Many of the details surrounding the shooting of Armenian Prime Minister Vazgen Sarkissian and several deputies in the parliament building in Yerevan today remain unclear. RFE/RL Caucasus analyst Liz Fuller was asked to shed some light on the event, on Sarkissian's place in Armenian politics, and on any precedents for today's developments.
Prague, 27 October 1999 (RFE/RL) - Fuller was first asked how significant a figure Sarkissian is in Armenian politics.
"Vazgen Sarkissian is probably, certainly the second most important and most powerful figure in Armenian politics. Some observers have speculated that he could be even more powerful than the president. In Armenia, as opposed to Georgia where the post of prime minister does not exist or in Azerbaijan, where the prime minister is occupied almost entirely with the economy, the prime minister of Armenia does have tremendous influence. In Sarkissian's case, this influence derives partly from the fact that his previous post was as defense minister and he has the support of the army, and partly from the fact that the party which he created last year, the Republican Party, is based primarily on a group of veterans of the Karabakh war in which Sarkissian himself fought. So he has, in effect, two armed formations at his disposal."
Fuller was asked whether there are precedents for this kind of political violence in Armenia.

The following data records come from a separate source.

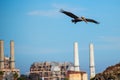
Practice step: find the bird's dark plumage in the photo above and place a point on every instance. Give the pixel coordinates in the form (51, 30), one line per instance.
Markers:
(78, 19)
(69, 14)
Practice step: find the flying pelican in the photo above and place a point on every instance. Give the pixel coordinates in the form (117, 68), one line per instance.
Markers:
(78, 19)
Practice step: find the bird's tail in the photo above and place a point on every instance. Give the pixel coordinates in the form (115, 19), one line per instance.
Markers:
(73, 21)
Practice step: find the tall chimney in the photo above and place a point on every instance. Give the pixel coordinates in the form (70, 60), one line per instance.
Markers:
(1, 54)
(12, 60)
(76, 57)
(92, 65)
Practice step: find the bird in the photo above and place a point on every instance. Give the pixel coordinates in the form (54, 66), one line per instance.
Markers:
(78, 19)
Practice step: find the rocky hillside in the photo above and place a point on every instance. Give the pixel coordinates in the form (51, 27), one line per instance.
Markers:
(111, 73)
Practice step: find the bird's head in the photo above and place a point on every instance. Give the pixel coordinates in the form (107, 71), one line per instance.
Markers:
(73, 21)
(82, 17)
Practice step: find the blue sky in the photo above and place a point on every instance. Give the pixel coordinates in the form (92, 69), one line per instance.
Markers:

"There are precedents for the assassinations of middle level political figures. There were several such assassinations in 1993 and 1994. And, in fact the leader of the gang that is accused of having committed those murders is currently on trial in Yerevan. Last year, the prosecutor general was shot dead in his office. As far as can be ascertained, that murder was committed by a subordinate who later committed suicide. But [the targets of] today's violence is the highest level and the broadest ranging."
Fuller was asked about the broader implications of this event for Armenian politics.
"Its very difficult to discuss the impact of the shootings without knowing more details about who did pull the trigger and what the motivation was."
But Fuller says that regardless of the gunmen's identity, the shootings will underscore perceptions of political instability in Armenia and throughout the South Caucasus.